‘Til Death Do Us Part – Love Locks Based on a Story of Unrequited Love

by MSO
The Bridge of Love in Serbia is filled with love padlocks which were put there after the death of a Serbian woman who lost her love.

A young woman reads some of the descriptions on the love padlocks on the railing of the Bridge of Love in Serbia.

In recent years love padlocks have become a new phenomenon occurring on bridges in major cities around the world. The practice, however, goes back much further, to the start of World War I in fact, that begins with a young couple in Serbia.

As the legend goes a schoolmistress named Nada fell in love with a young Serbian officer named Relja and the couple became engaged. Relja went to war in Greece after the collapse of the Serbian Front in 1915 and while there he fell in love with a woman from Corfu. He broke off his engagement with Nada.

Nada, of course, was devastated and never recovered, she died shortly after of a broken heart. Young girls in the same village who knew of Nada’s story wanted to protect their own loves from a similar fate and so they took to binding their love with padlocks that would ensure they were together with their lovers until death. They started writing down their names with the names of the young men they loved on padlocks which they locked onto the railing of the Most Ljubavi, in English the Bridge of Love, which was where Nada and Relja often met during their courtship.
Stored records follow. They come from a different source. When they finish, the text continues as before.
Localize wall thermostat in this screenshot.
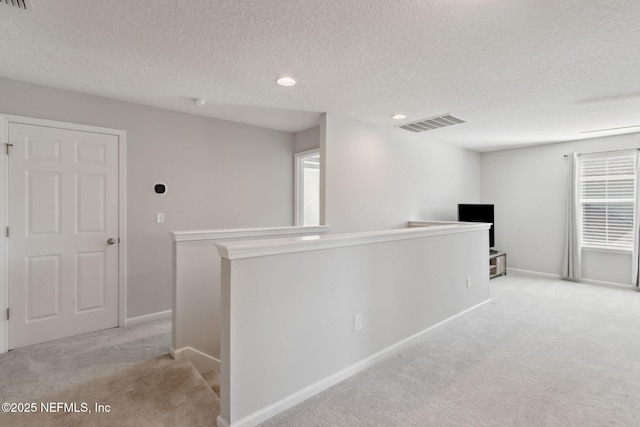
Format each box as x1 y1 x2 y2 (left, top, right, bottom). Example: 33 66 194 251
153 182 167 195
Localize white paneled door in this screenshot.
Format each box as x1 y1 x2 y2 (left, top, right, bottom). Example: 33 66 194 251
8 123 119 349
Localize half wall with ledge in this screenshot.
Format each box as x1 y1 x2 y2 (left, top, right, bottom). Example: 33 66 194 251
217 222 490 427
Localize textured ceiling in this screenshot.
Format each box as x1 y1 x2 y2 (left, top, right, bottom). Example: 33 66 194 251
0 0 640 151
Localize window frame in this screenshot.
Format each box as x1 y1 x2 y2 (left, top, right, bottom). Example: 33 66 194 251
576 150 639 253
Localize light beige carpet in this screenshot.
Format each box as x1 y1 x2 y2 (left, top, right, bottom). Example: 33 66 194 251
0 355 220 427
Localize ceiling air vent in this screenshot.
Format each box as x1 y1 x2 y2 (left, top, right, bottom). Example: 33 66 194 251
0 0 27 10
398 114 466 133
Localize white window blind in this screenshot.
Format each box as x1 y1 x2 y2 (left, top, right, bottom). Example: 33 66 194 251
577 151 636 250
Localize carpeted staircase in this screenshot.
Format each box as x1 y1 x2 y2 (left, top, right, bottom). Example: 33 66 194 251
0 355 220 427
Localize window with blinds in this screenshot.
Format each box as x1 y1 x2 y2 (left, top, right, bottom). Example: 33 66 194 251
577 151 636 250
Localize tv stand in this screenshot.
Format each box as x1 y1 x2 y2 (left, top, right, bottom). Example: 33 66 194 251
489 249 507 279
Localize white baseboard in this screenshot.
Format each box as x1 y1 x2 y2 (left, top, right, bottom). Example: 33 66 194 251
124 310 172 326
225 299 491 427
507 267 562 279
216 415 231 427
507 268 634 289
580 279 636 289
170 347 220 374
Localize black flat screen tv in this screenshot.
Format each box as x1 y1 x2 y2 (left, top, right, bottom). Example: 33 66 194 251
458 204 495 248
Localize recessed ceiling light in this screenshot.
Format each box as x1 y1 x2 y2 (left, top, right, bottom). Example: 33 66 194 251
276 77 296 86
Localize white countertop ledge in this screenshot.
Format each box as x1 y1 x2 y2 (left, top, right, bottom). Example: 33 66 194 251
216 221 491 260
169 225 329 242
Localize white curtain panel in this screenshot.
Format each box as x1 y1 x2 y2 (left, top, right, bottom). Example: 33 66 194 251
561 153 584 281
631 150 640 288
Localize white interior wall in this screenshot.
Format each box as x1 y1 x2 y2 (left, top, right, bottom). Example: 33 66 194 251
294 126 320 153
481 134 640 284
218 226 489 426
0 78 294 318
320 114 480 233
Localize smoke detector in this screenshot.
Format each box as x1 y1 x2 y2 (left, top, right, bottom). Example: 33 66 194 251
0 0 29 10
193 98 207 107
396 114 466 133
The padlocks’ keys were thrown into the river below so no one could find the keys to “unlock” the love.

thousands of padlocks locked onto the bridge of love in Serbia

A closeup of the thousands of locks on the Bridge of Love.

The practice died for a while but Serbian writer Desanka Maksimovic wrote a poem called A Prayer for Love about the legend and now young girls again are adding their padlocks to the Bridge of Love.

Since the start of the millennium, the custom has gained popularity on bridges in many cities around the world including the Pont des Arts in Paris, Hohenzollern Bridge in Cologne, Ponte Vecchio in Florence, Ha’penny Bridge in Dublin, Humber Bridge in Canada and the Brooklyn Bridge in New York.